With sunlight fading and a storm approaching, I finally admitted it.
"I think we're going the wrong way," I said to my companions.
On most hikes, that's not a big deal. But this wasn't most hikes; it was the Timberline Trail, the grueling, 40-mile trek that circumnavigates Mount Hood. It's arguably the most intense backpacking trip you can find near Portland.
Most hikers spend four or five days backpacking it, typically starting and ending at the Timberline Lodge Trailhead. But the length is only part of the challenge. The trail climbs towering ridges, plunges into deep ravines, and traverses snowfields far above the timberline.
Few Portlanders have completed the trail, and not just because it requires 9,000 feet of vertical. In 2006, a flow of ice and rocks in the Eliot Glacier field, on the eastern slope of the mountain, took out a vital part of the loop. The trail only reopened this summer, more than a decade later. Given the climbs and glaciers, it remains one of the state's most notorious backpacking challenges—in August, two young women backpacking the trail never made it back.
With summer near its end, I wanted to give it a try with my sister and girlfriend. We'd trekked all around Mount Hood's wilderness, but had been mystified by photos and stories of the Timberline Trail. So we drove to the lodge and set off with packs stuffed above our heads.
The trail was blazed more than 80 years ago, but it never stays the same for long, as roaring glacial rapids frequently wash out portions of the trail, forcing hikers to scramble up dangerous and rocky terrain. Even after being reconnected at Eliot Creek, the trail still lacks sufficient markers, leaving hikers to guess whether or not they are on the right track.

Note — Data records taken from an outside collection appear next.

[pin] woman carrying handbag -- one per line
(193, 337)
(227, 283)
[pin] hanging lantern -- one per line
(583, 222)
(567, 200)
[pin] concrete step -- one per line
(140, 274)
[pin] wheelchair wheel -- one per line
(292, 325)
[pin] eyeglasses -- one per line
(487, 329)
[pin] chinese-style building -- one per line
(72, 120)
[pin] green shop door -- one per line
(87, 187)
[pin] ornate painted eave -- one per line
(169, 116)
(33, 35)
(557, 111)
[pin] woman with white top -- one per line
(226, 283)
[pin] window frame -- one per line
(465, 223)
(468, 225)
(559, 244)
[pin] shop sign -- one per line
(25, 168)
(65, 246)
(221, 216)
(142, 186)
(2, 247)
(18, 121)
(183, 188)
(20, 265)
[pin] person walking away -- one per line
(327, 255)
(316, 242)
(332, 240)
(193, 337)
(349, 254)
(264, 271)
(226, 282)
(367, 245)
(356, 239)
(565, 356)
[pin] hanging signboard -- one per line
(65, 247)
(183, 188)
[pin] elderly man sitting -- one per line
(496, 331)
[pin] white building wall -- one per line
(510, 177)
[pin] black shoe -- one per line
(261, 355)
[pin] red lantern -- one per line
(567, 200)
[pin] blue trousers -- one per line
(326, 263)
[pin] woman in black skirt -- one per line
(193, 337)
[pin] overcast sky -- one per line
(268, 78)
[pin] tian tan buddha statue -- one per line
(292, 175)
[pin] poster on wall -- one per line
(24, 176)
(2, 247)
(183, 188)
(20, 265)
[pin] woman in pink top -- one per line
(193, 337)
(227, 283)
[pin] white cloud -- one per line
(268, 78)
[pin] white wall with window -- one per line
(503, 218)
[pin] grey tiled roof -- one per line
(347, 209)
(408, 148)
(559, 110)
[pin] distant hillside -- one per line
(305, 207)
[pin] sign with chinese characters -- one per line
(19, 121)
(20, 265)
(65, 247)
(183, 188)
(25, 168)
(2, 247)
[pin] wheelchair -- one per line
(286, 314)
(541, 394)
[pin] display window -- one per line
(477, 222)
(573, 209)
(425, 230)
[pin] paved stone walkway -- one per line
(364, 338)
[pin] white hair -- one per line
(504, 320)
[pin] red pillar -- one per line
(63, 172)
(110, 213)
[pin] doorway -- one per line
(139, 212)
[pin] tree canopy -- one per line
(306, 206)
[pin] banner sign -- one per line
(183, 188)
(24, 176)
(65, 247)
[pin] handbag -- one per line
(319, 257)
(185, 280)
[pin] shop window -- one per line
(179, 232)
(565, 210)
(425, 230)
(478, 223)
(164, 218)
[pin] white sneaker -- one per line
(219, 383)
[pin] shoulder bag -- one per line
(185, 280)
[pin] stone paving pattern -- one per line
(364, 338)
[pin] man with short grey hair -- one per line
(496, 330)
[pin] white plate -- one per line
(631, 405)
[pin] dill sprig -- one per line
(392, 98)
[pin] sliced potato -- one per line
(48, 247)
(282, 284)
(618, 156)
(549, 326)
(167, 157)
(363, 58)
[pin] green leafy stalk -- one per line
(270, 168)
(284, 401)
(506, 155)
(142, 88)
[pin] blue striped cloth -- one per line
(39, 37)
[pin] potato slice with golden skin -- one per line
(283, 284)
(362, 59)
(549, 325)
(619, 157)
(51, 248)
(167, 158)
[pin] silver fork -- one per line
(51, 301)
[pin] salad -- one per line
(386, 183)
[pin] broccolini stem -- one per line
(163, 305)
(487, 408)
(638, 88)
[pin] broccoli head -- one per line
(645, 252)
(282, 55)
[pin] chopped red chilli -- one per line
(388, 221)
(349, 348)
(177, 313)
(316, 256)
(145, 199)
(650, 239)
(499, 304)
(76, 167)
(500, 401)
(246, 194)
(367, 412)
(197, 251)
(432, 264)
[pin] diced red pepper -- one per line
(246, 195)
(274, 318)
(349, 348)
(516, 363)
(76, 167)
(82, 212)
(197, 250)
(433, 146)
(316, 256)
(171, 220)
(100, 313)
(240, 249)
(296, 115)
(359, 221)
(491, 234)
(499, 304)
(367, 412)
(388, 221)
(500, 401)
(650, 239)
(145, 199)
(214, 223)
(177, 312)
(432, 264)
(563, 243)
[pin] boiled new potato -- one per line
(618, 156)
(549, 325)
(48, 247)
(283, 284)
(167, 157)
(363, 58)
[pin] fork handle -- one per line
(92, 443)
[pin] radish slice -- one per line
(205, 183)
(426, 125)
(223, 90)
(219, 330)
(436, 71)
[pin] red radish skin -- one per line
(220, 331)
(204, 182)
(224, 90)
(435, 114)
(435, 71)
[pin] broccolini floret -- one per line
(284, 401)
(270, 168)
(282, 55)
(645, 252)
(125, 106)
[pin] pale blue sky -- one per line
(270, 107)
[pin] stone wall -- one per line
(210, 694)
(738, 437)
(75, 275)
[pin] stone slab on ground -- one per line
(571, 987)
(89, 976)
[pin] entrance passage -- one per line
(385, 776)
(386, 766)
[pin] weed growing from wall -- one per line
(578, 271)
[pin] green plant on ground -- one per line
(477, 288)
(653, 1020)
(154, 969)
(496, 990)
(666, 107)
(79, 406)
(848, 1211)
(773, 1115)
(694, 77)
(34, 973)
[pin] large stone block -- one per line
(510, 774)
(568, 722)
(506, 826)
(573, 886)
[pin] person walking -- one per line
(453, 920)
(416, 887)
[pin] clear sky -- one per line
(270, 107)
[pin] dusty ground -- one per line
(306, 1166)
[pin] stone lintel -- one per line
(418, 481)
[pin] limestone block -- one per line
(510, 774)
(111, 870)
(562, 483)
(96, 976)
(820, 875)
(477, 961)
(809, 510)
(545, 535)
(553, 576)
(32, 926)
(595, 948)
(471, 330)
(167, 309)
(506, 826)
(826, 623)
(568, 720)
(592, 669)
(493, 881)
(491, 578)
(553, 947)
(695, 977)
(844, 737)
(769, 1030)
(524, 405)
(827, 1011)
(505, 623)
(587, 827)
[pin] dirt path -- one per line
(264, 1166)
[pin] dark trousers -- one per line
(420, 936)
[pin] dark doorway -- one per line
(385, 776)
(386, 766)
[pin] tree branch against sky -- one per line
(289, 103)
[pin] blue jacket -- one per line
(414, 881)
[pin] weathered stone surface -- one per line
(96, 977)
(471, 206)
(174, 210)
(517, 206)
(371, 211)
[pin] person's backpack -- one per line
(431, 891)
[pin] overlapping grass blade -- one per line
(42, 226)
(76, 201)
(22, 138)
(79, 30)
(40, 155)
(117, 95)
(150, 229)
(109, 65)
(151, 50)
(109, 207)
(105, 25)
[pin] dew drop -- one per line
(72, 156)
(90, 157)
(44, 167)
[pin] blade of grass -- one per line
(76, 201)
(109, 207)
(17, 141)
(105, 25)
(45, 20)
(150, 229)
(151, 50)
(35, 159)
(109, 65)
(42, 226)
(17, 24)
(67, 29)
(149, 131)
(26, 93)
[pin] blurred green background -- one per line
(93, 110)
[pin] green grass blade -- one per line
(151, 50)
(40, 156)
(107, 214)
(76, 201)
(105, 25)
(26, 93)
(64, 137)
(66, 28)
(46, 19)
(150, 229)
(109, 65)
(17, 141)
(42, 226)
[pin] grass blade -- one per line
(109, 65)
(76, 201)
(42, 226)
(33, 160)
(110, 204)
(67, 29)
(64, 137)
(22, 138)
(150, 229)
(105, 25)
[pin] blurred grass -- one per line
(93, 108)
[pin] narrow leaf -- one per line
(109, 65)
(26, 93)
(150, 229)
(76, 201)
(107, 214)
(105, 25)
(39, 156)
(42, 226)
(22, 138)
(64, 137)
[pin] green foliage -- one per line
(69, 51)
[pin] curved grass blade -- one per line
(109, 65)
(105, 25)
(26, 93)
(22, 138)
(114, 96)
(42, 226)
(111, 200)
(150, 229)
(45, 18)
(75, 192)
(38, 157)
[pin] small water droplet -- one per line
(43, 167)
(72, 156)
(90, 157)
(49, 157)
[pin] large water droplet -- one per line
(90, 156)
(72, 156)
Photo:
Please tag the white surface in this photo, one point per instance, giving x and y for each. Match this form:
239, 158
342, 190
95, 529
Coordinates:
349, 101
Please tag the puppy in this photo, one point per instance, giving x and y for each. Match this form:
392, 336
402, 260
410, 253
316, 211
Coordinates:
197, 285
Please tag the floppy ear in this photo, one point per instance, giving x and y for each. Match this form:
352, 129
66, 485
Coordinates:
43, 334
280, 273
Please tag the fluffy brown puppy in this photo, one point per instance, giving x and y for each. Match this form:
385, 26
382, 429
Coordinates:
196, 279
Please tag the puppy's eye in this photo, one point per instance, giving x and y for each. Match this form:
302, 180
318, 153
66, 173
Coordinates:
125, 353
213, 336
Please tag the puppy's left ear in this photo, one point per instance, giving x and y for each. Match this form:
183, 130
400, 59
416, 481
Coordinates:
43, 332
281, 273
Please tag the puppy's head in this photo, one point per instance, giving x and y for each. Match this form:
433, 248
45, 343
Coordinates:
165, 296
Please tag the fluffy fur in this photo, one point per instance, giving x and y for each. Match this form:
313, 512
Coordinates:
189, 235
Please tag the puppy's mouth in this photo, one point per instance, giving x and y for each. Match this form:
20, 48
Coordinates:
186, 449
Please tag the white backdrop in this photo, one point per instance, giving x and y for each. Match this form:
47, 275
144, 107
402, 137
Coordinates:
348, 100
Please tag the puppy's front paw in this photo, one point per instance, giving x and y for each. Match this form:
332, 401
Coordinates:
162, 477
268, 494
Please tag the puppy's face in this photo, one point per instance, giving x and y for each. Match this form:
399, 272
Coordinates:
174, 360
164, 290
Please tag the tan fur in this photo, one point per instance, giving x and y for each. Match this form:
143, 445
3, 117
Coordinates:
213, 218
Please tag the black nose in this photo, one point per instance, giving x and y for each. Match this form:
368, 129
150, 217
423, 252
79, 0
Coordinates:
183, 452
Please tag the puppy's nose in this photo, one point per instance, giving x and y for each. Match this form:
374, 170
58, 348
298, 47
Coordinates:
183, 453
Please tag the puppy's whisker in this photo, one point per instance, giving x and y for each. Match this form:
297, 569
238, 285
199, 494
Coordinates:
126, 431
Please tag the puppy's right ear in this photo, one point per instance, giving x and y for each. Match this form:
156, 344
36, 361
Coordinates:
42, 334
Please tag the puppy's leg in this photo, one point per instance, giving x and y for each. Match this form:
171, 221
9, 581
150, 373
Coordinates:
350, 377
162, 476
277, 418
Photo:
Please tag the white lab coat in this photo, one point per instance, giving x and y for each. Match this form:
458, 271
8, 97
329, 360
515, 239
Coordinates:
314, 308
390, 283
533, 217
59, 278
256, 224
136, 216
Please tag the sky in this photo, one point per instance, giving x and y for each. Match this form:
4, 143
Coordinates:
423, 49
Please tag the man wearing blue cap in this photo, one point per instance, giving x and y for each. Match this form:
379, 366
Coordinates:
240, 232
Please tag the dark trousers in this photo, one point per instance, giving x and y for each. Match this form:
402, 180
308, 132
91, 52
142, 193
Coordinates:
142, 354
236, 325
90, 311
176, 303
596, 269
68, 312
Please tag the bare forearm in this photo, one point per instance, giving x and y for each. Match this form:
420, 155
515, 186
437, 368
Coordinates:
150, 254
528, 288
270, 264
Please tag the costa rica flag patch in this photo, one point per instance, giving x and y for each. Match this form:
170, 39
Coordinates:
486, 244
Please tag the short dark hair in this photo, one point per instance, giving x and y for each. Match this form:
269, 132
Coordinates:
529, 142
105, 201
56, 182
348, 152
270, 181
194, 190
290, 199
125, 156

That's exactly where we found ourselves on our second day of the hike, around mile 18 of 40. We walked under McNeil Point, between the peak and Bull Run Reservoir on the northwest side of the mountain, and crossed a popular camping area where trails diverged in every direction, making it hard to delineate the true path. I bushwhacked and scrambled, convinced that we had stayed on course.
"We're heading downhill!" my sister called out from behind—a clear mistake, she felt in her gut.
"It's fine," I insisted, continuing to follow the descending path. We patiently trekked farther and deeper in the wrong direction, searching for a turn that never came.
It had been a hard day, but not as hard as admitting that I had led us in the wrong direction. I looked to my partners behind me, their eyebrows furrowed, frustrated at the wasted effort.
"I'll run ahead and see where it leads," I said, holding onto the idea that maybe, just maybe, I was not mistaken at all and we were on the right path.
Counting my bounds, I jogged a half-mile down the trail and arrived at a peak that should not have been there. I kept going, hoping that I would run into someone I could consult. At one point I thought I saw a jacket, but it was just the fluffy white plant called grandfather's beard.
A knot formed deep in my gut. I felt utterly alone in this quiet, untrammeled land, and finally gave in. I turned back. Beaten, I saw my companions in the dim light, their faces showing their fatigue.
"We have to turn back, it's the wrong way!" I yelled from a safe distance, expecting ridicule. None was received. It was a blow that took a lot out of us, one that had pushed us to our limits, but my companions forgave me.
Hiking back up to where we thought we had diverged, we plopped down and made camp for the night, not willing to take another step in those exhausting last few hours of the day.
Throughout the night, the rain poured down. I had no tent nor a tarp, just a sleeping bag and a mat. Rain dripped onto my bag, and wind ripped through the trees above, tossing the limbs violently as I lay curled up trying to stay warm.
The next morning, with our clothes still damp from the night before, we started again, this time finding the path. That day, we were heading to the trail's highest point: Lamberson Spur, 7,300 feet.
As the air grew thinner, climbing higher in this austere, glacial country, we left behind all plants but the most fiercely determined. Fog once again engulfed us. We tramped across slippery snowfields, holding each other tightly, with sudden death lurking inches to our left.
We hiked over the high point then down Gnarl Ridge, our knees nearly giving out with every pounding step. I felt as though each bone in my battered body was on the verge of snapping.
Falling to our backs at night's camp, we watched as the sky cleared. It was Aug. 13, the night of the Perseid meteor shower. Other campers cheered as the meteors began to rain down, but I was far too exhausted to care. I couldn't hold my eyes open long enough to catch a glimpse.
I shivered through our last night on the mountain and awoke to a luminous, blue sky. Looking north, I saw Hood standing tall and peacefully. Despite all the pain, and the adverse trail conditions, I smiled as we strolled by magnificent waterfalls on that last bright day.
We all burst into childlike laughter as we trotted through fields and fields of flowers.
Sighs and groans echoed, more laughter rang out, and tears welled in our eyes as we caught sight of the car.